The dorm room was smaller than he'd imagined. He swept his gaze across it with the practiced eye of someone accustomed to appraisal—cataloguing every flaw, every indignity.
A desk pushed up against the narrow window, its wood chipped and water-stained. A wardrobe standing lopsided on warped legs, looking ready to collapse under the weight of expectation. Two twin beds with scuffed frames and mattresses that would probably squeal louder than the door if anyone dared to lie down.
It wasn't the room that snagged his attention, though.
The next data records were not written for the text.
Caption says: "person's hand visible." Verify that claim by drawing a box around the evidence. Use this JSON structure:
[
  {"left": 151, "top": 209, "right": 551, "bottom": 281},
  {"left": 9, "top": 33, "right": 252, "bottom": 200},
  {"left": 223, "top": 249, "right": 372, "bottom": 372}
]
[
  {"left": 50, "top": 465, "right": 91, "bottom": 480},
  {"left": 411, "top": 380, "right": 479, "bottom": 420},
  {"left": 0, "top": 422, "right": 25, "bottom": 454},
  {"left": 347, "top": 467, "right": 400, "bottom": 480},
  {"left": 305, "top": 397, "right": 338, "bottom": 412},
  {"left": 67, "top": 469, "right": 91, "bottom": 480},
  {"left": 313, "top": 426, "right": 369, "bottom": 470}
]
It was the boy in the window.
He sat perched on the ledge like some careless creature of sun and breeze, one long leg dangling, the other folded up beneath him. Bare feet, toes curling against the flaking paint. Loose, timeworn flared jeans threadbare at the hems, fraying like spider silk. His torso swathed in a thin, sleeveless tee so sheer the light all but claimed it, revealing fleeting glimpses of pale skin and the delicate ridges of ribs.
A faded red bandana kept a mane of chestnut curls loosely tamed, though several stubborn waves escaped to brush against his temples and ears. He held a smoldering joint with elegant indifference, pinched between two fingers adorned with mismatched rings. When he brought it to his lips, his inhale was languid, almost tender, as though he was coaxing the smoke rather than commanding it.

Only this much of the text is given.